7. Les métadonnées et la provenance
Si vous avez le fichier d'origine — pas une capture d'écran, pas une image passée par WhatsApp — regardez ses métadonnées. Les images de ChatGPT embarquent des Content Credentials (C2PA) qui déclarent l'outil ; celles de Midjourney des métadonnées IPTC ; celles de Gemini un filigrane invisible SynthID lisible par l'outil de Google. Ces marques sont fiables quand elles sont présentes. Leur absence ne prouve rien : les réseaux sociaux les suppriment, les modèles ouverts n'en mettent pas, et des métadonnées d'appareil photo se copient en deux clics. Faites aussi une recherche d'image inversée : une image réelle sortie de son contexte est plus fréquente qu'une image générée.
Quand les signes ne suffisent pas : le détecteur
Les sept signes ci-dessus portent sur le contenu de l'image. Un détecteur automatique regarde autre chose : la matière même des pixels. Un générateur produit une image en « débruitant » un signal aléatoire, et ce processus laisse des régularités statistiques dans le bruit, les fréquences et les textures, différentes de celles d'un capteur photo. Le détecteur, entraîné sur des millions d'images réelles et générées, renvoie une probabilité et une carte de chaleur des zones les plus suspectes. Cette carte est précieuse pour les photos réelles retouchées par IA — le cas le plus difficile à l'œil — parce qu'elle localise l'élément modifié.
Le détecteur a ses limites : la recompression écrase une partie des traces, les images mixtes donnent des scores intermédiaires, et un modèle tout juste sorti peut lui échapper quelques semaines. C'est pourquoi la bonne méthode combine les trois approches : vos observations, la recherche inversée, l'analyse automatique. Notre page comment ça marche détaille le fonctionnement, et le test en 10 secondes condense tout cela en une check-list rapide pour les photos de personnes.
En résumé
- Regardez le texte et les logos, puis les mains en interaction.
- Vérifiez la cohérence des ombres, des reflets et de l'arrière-plan.

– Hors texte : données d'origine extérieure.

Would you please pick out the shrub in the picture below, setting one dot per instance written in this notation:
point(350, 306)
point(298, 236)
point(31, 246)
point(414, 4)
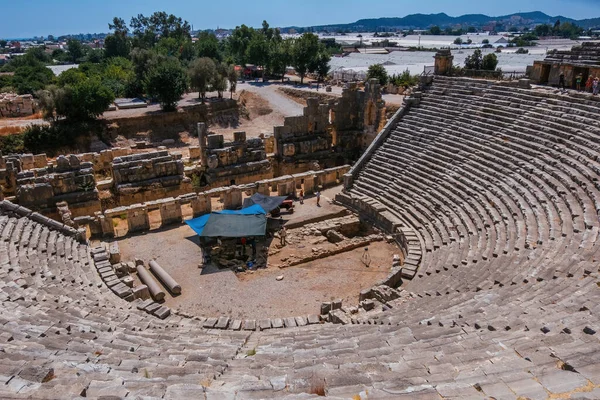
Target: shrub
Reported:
point(12, 144)
point(378, 71)
point(405, 79)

- Cherchez les accessoires asymétriques et la perfection suspecte.
- Lisez les métadonnées si vous avez l'original ; faites une recherche inversée.
- Passez l'image dans le détecteur et lisez la carte de chaleur, pas seulement le score.
Questions fréquentes
Peut-on reconnaître une image générée par IA à l'œil nu ?
De moins en moins. Les sept signes de cet article restent utiles sur les textes, les mains en interaction, les reflets, les fonds et les accessoires, mais les générateurs récents les corrigent souvent. Un détecteur automatique analyse ce que l'œil ne voit pas.
Quel est le signe le plus fiable ?
Aucun signe visuel n'est fiable seul. Les incohérences de texte et de logos, puis les reflets et ombres, sont les plus persistantes. La combinaison de plusieurs signes, d'une recherche d'image inversée et d'un score de détecteur donne une conclusion solide.
Les métadonnées prouvent-elles qu'une image est réelle ?
Non. Des métadonnées EXIF se copient et se modifient ; leur absence est fréquente sur les images partagées via les réseaux sociaux. Les Content Credentials (C2PA) et les filigranes SynthID sont plus fiables, mais seuls certains générateurs les ajoutent.